A 65-year-old Las Vegas man has admitted he helped tilt the playing field on U.S. Air Force contracts, quietly steering more than $1.8 million in work through a bid-rigging scheme that touched both Nellis Air Force Base and Moody Air Force Base.
Scott G. Srodes pleaded guilty Tuesday to two felony counts after acknowledging he conspired with others to rig bids on projects involving shelving, maintenance and healthcare-related procurements at Air Force facilities. Federal prosecutors say the contracts were pegged to work on aircraft maintenance and medical facilities.
According to the Justice Department, Srodes admitted in open court that he and his co-conspirators exchanged pricing information before bids went in and, at times, even told each other what numbers to use. The projects were funded through the Defense Logistics Agency’s Facilities Maintenance, Repair, and Operations program and involved shelving and storage work across those military sites.
As reported by FOX5, Srodes was a former employee of a shelving and storage distributor and admitted the scheme in court filings. Investigators say the group coordinated collusive bids for work at Nellis in Las Vegas and Moody in Valdosta, Georgia, with the combined value of those projects exceeding $1.8 million.
How Investigators Say The Scheme Worked
Prosecutors say the conspirators did not leave the bidding process to chance. Instead, they allegedly coordinated who would come in with the lowest price and shared competitively sensitive information to make the bids look legitimate on paper while quietly fixing the outcome.

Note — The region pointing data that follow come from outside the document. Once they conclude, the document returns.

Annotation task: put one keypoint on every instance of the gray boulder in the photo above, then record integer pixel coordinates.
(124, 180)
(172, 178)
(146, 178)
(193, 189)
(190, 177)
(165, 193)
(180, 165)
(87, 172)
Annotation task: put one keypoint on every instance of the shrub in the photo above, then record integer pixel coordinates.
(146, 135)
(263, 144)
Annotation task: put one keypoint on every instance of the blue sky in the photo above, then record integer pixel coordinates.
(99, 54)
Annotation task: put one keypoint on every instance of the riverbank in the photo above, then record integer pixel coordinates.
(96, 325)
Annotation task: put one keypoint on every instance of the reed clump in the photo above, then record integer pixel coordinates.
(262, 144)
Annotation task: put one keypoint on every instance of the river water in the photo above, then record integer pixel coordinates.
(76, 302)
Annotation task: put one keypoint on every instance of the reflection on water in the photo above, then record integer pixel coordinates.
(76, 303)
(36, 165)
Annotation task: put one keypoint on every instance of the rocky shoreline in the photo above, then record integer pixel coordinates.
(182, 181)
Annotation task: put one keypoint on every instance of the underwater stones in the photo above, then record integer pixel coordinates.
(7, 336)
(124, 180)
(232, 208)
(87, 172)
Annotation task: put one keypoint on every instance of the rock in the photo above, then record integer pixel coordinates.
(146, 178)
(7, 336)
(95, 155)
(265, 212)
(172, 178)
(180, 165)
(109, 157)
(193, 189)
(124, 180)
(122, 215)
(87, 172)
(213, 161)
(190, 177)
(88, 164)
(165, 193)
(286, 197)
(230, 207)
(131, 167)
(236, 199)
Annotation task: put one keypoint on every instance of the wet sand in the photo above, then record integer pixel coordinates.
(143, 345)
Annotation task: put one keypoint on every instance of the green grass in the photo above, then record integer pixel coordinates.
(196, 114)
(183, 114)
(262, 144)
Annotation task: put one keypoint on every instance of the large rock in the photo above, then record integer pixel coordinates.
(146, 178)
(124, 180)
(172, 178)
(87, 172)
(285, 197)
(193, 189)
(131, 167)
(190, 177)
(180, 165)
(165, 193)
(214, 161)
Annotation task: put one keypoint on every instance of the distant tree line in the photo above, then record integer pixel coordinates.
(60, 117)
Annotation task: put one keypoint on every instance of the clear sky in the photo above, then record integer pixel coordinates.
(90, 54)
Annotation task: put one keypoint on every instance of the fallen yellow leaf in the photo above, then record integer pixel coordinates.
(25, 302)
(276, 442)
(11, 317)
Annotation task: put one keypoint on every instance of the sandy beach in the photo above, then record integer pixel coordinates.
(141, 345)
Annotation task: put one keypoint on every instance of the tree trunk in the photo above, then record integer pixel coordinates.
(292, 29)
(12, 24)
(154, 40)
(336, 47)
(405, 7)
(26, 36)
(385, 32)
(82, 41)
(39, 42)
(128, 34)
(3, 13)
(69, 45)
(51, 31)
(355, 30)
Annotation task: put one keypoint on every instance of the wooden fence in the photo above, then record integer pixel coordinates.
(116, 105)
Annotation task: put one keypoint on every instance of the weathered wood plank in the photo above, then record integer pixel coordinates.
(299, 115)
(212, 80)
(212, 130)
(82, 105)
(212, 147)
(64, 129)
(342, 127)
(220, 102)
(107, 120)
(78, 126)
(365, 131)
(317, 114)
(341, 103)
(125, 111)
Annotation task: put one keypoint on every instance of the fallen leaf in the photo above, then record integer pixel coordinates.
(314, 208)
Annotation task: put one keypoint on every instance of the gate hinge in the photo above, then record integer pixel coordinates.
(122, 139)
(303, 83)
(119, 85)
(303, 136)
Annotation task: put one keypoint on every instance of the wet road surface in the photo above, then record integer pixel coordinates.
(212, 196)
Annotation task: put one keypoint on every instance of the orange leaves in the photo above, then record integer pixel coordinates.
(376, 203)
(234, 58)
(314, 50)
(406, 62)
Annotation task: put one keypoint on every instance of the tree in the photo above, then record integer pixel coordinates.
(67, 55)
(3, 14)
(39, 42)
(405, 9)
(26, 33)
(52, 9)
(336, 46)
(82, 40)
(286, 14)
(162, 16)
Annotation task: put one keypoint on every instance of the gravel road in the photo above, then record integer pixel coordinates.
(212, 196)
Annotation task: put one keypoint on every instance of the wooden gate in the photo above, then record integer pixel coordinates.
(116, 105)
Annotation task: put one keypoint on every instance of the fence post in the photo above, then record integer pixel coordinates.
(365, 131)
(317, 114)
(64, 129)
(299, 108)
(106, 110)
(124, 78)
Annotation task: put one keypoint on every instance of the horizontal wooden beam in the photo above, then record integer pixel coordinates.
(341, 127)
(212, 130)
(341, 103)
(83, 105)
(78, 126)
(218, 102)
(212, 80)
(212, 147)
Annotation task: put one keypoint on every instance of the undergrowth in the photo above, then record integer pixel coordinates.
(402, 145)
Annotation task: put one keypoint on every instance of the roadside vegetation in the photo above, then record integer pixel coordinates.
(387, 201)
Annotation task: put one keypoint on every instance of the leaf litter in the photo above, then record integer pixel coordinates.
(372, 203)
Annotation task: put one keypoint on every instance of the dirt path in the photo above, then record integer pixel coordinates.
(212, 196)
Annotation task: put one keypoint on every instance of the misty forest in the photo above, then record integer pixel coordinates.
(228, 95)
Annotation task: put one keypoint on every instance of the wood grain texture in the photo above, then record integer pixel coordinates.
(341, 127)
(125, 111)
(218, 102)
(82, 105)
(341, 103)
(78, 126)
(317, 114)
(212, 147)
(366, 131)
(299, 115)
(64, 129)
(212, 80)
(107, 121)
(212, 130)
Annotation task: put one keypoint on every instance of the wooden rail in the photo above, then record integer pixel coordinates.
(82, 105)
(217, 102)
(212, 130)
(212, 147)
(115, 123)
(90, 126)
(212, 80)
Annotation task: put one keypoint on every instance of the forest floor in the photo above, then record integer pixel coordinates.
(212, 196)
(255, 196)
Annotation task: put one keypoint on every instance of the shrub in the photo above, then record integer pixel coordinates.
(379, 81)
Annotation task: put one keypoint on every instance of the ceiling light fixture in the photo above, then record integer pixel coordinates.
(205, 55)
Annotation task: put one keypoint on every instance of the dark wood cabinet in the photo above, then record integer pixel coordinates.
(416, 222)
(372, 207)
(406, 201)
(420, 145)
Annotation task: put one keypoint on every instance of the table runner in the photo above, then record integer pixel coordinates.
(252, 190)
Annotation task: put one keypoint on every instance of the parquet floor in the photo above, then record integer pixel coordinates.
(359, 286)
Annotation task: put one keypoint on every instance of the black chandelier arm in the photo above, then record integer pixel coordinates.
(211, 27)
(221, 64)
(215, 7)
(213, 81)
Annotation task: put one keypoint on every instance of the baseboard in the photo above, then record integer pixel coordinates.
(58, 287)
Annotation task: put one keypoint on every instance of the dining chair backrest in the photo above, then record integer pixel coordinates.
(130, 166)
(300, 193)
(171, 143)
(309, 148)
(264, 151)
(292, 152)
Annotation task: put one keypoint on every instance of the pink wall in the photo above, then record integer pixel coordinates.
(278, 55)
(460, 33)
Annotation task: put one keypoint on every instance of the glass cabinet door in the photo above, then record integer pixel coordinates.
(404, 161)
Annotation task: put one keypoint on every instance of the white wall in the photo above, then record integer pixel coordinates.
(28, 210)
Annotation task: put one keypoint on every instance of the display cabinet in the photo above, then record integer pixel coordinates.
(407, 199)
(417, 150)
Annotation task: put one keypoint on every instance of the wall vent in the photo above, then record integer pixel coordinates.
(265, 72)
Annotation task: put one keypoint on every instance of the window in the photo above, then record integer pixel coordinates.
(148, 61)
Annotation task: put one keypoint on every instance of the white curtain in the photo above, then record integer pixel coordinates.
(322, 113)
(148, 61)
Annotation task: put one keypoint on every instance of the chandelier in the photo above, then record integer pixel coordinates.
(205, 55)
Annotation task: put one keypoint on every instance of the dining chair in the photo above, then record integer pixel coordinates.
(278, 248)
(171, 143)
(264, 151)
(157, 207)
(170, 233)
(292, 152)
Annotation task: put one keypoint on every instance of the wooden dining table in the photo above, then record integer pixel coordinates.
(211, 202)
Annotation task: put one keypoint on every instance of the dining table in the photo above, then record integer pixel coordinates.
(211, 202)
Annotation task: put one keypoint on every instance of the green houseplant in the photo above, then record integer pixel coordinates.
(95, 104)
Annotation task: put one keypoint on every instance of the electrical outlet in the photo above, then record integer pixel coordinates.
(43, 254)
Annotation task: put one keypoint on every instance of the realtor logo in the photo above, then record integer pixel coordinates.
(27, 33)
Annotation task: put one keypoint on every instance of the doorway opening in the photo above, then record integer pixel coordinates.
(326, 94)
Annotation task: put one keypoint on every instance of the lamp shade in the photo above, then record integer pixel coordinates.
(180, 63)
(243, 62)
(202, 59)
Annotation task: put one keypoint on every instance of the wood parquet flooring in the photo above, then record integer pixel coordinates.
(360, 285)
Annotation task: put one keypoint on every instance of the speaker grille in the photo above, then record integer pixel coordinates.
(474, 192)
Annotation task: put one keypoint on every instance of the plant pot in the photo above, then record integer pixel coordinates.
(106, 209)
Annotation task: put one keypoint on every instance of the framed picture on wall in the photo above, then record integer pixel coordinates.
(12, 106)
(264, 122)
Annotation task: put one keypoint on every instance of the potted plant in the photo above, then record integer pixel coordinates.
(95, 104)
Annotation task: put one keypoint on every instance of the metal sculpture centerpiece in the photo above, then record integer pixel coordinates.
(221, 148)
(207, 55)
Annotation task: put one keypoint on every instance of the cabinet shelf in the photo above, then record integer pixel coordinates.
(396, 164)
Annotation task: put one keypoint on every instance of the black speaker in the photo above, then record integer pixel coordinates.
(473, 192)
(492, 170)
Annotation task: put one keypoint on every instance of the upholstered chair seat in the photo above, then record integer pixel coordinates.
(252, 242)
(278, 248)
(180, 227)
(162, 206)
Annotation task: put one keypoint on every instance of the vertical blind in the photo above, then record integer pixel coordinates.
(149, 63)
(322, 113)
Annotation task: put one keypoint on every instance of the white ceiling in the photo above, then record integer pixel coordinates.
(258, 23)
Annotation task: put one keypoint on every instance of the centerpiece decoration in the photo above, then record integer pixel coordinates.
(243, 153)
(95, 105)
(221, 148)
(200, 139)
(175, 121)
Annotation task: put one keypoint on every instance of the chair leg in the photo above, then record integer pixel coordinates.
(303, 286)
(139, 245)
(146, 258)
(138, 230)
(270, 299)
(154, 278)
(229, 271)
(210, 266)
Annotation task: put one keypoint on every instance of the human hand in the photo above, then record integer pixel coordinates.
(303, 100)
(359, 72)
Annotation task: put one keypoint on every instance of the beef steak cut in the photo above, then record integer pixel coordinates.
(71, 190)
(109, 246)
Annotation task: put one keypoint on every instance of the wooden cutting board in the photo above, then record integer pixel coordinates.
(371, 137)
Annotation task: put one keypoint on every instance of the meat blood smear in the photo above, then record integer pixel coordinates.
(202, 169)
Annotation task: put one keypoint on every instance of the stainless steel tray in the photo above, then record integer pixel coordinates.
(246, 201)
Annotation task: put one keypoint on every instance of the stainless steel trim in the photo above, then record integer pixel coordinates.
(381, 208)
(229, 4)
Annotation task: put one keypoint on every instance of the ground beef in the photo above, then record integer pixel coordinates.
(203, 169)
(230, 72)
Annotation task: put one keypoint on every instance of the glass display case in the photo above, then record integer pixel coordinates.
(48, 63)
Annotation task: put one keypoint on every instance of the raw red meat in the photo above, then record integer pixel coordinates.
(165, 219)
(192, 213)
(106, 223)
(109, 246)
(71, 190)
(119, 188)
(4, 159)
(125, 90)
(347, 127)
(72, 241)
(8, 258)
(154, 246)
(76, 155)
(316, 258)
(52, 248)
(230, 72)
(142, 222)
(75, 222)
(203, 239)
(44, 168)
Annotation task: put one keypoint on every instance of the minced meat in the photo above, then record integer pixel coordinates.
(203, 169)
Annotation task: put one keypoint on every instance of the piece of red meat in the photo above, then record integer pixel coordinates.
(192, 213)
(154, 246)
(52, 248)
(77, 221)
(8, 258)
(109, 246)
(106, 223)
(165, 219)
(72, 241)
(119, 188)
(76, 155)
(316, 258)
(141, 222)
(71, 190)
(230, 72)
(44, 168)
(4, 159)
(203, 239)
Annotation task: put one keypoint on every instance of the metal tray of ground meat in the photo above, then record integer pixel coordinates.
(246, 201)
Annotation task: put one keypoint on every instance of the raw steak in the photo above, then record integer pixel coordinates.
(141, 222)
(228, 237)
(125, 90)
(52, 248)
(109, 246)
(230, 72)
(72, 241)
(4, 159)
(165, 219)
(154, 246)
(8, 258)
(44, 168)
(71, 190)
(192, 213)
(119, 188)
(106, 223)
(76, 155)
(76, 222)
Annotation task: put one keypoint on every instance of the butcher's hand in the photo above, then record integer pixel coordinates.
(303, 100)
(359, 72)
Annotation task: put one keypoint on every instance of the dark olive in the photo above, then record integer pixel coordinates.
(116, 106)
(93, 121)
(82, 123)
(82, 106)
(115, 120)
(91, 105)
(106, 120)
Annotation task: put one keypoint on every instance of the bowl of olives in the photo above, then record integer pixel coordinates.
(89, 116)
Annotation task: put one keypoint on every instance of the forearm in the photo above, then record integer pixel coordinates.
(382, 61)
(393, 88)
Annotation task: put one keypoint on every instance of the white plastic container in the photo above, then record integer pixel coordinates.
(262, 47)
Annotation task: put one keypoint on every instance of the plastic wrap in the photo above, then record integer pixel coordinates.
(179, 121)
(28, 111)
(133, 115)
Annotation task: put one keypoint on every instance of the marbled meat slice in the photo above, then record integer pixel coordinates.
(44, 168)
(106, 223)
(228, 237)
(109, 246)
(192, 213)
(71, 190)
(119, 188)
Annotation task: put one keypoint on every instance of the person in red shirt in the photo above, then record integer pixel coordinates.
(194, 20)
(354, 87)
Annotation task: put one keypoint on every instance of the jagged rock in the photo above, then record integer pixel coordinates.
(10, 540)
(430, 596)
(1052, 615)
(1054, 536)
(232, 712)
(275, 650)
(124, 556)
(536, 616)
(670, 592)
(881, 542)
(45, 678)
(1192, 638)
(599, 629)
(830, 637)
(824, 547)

"America’s warfighters deserve the best healthcare, and bid rigging that distorts healthcare procurement deprives them of free and fair competition," Acting Deputy Assistant Attorney General Daniel W. Glad said in a statement from the Justice Department. In other words, this is exactly the kind of behind-the-scenes coordination taxpayers are not signing up for.
Penalties And Next Steps
Prosecutors say the conspiracy to rig bids under the Sherman Act carries a maximum penalty of up to 10 years in prison and a $1 million fine. A separate conspiracy to defraud the United States charge can add up to five years behind bars and a $250,000 fine.
A federal judge will ultimately decide Srodes’ sentence after weighing the U.S. Sentencing Guidelines and other statutory factors. No sentencing date has been set, according to investigators cited in court filings reported by FOX5.
The guilty plea follows an earlier admission of guilt in a related procurement case and highlights a broader federal push against collusion on military contracts. As noted by Concurrences, the Antitrust Division and the Justice Department’s Procurement Collusion Strike Force have recently secured other pleas and brought charges tied to DLA contracts, signaling that bidders on military facilities can expect sustained scrutiny.